Freedom of movement for citizens within the EU is seen by many as one of the pillars of the Union. But calls are growing that something should be done to restrict these freedoms.
The loudest voices for reform are currently coming from the UK. Hundreds of thousands of people from eastern Europe have moved to Britain over the past decade, and Prime Minister David Cameron has openly said he wants to try to find ways to stop that happening. But is that doable? Roderick Parkes is a newly appointed research fellow at the Europe Research Programme at Sweden's Institute for International Affairs, he says that it can be done, but not in the way Cameron has said.
"The British Prime Minister has, perhaps foolishly, promised to limit the numbers of people coming in and that essentially leads you to a quota system," Parkes says. "You can't do that under EU law. What you can do is try to steer the numbers of people coming by fixing the welfare system, or whatever it might be. There are enormous possibilities to do that under UK and EU law, but that's not what the UK government is looking at."
For a long time European leaders furrowed their brows at the lack of internal migration within the European Union. If people could move across the USA in search of a job, why wouldn't they in Europe, they asked. But those days are over, says Peo Hansen, associate professor of political science at Linköping University.
"It has changed quite dramatically with the Eastern enlargement and the crisis", he told Radio Sweden, "and people then started to move, and that resulted in so may EU governments saying 'no, now is the time to scale back on free movement, to restrict it, maybe even scrap it'. Now the European Commission's frustration is with the member states. However, some countries might not be so negative to migration in general, but what they would like to scale back are the rights that come with free movement. They give the movers the right to certain social rights and even political rights. That's the key point. A lot of countries don't mind getting free labour, especially when it is highly skilled, but they are more careful when it comes to rights."
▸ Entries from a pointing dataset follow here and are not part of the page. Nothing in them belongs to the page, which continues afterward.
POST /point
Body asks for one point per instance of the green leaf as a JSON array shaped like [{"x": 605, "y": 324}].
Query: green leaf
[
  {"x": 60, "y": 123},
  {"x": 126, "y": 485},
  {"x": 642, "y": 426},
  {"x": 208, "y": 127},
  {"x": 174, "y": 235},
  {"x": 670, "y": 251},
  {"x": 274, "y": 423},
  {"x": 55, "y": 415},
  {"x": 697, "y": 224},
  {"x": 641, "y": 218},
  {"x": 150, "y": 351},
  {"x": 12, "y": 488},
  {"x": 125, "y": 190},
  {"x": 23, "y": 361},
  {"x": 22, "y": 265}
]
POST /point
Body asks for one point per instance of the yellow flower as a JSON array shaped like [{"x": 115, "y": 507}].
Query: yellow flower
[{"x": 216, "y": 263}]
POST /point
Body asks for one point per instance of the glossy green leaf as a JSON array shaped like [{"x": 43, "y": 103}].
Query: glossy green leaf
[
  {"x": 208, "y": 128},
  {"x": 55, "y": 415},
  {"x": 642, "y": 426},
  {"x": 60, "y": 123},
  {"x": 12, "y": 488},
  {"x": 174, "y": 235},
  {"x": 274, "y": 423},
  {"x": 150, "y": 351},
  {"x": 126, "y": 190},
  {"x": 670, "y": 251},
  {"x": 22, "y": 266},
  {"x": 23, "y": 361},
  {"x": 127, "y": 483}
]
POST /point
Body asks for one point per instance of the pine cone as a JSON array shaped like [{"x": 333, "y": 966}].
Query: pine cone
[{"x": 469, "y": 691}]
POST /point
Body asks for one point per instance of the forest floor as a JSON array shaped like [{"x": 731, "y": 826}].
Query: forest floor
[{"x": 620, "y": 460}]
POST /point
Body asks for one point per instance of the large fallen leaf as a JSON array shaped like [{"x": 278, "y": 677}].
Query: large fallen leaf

And those rights are one of things British Prime Minister David Cameron is looking at. Should EU citizens living and working in Britain have the same access to the National Health Service, for example. Sweden and the UK often see each other as partners in the EU, but the arguments here in Sweden are different, Peo Hansen says.
"I haven't heard any changes in the Swedish policy", he adds, "the irony was that former Swedish PM Göran Persson coined the phrase 'social tourism', but then Sweden was even more open to free movement than Britain and Ireland, because Sweden didn't have any restrictions whatsoever and it's been working quite ok. The debate in Sweden is mostly about the beggars, so-called. I think that is the big issue and that hasn't been dealt with at all from a higher level."
So, could we soon be seeing the end of the freedom of movement in the European Union? Roderick Parkes from Sweden's Institute for International Affairs says many other parts of the world are trying to copy the EU system.
"Frankly I think we have no choice but to stick to it", he says, "it's one of those things that actually does work. It's politically difficult, but it works."
But while Peo Hansen says it is difficult to look into the crystal ball and see if freedom of movement in the EU will still exist in five years time, change has already taken place: "The perception of it not least has changed dramatically. Just we now have this category 'EU-migrants' and that we have a large number of extreme far-right parties that drive that argument even further. When you start to talk about people in terms of migrants, it often equals that they are a problem. So in that sense, free movement has changed quite dramatically already."